I am seeing some very strange behavior in our production environment. We have a cluster of 3 machines with about 1200 sessions. Our config is fairly minimal with a handful of custom modules.
CPU usage seems to fixed at a full CPU on each of our machines. Running etop I found that that one of the ejabberd_mod_pubsub processes has a message queue that seems to be growing indefinitely. I looked at the message queue using process_info and found that it was full of {presence, JID, Pid} and {presence, User, Server, Resources, JID} messages. Whats stranger is that presence subscriptions/updates work fine in our client. As people log on and off, presence updates are sent to clients.
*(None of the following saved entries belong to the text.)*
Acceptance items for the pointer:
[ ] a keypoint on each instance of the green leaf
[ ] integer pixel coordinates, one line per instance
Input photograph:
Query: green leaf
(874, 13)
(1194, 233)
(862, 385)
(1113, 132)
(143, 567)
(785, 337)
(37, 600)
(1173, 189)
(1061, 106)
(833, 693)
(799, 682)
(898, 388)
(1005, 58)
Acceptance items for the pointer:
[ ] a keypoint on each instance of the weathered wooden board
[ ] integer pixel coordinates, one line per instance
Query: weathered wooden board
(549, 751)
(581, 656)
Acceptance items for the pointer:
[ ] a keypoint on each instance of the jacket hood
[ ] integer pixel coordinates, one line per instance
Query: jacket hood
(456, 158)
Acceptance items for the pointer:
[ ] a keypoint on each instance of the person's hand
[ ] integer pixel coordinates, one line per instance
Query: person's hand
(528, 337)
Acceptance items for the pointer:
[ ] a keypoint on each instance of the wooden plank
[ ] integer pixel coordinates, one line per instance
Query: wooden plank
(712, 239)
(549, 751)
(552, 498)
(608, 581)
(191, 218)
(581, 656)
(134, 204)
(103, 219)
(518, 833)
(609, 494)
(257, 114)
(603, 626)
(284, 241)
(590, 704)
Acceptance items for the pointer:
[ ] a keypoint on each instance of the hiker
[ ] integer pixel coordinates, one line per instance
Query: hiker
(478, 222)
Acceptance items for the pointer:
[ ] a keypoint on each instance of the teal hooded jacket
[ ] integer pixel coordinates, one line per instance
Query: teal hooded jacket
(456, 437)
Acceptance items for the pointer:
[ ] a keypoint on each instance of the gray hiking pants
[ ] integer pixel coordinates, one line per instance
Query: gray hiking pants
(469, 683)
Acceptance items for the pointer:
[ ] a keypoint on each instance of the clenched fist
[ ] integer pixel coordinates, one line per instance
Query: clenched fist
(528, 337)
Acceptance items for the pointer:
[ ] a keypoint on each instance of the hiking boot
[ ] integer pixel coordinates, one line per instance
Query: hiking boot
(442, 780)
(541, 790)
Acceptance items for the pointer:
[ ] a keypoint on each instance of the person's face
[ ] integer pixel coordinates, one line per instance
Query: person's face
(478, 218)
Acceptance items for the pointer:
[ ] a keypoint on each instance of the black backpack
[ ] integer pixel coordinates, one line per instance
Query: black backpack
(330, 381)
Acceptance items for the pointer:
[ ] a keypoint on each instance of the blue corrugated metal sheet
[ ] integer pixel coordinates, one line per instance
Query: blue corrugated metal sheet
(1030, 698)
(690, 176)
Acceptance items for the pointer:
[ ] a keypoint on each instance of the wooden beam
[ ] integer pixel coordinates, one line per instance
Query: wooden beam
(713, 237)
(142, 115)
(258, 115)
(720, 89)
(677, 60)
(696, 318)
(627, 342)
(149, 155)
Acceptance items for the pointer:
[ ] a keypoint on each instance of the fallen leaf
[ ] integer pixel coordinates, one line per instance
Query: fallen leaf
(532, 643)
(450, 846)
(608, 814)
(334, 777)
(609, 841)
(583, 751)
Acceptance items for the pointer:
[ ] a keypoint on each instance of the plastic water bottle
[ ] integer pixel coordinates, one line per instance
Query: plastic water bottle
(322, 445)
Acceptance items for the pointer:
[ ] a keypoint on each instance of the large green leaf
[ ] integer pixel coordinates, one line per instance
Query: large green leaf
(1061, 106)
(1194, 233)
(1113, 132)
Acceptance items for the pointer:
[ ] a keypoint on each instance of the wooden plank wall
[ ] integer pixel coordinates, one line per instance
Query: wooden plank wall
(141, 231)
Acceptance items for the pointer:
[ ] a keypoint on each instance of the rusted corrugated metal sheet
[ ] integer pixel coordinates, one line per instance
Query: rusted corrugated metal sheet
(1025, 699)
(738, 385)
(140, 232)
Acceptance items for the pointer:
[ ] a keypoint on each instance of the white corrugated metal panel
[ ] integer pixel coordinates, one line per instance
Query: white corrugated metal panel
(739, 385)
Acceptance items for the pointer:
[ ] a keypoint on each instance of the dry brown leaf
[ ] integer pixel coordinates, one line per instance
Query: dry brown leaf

A stacktrace using process_info showed me:
[{dets,req,2,[{file,"dets.erl"},{line,1245}]},
{dets,chunk_match,2,[{file,"dets.erl"},{line,1017}]},
{dets,do_safe_match,2,[{file,"dets.erl"},{line,982}]},
{dets,match_object,2,[{file,"dets.erl"},{line,571}]},
{mnesia_lib,catch_match_object,3,
[{file,"mnesia_lib.erl"},{line,1094}]},
{mnesia_lib,db_match_object,3,
[{file,"mnesia_lib.erl"},{line,1086}]},
{rpc,local_call,3,[{file,"rpc.erl"},{line,329}]},
{mnesia,do_dirty_rpc,5,[{file,"mnesia.erl"},{line,1807}]}]
The initial call is {mod_pubsub,send_loop,1}.
If this code weren't actually draining and processing messages, I would think that you wouldn't see presence updates in the client. In fact it almost seems like theres two send_loop processes running with one of them functioning normally and the other not functioning at all. Sometimes I see on etop that a 2nd mod_pubsub process has items in its queue but, they're drained by the next tick which leads me to further believe that theres some phantom process running that just has an ever growing queue.
Any insight at all would be very appreciated...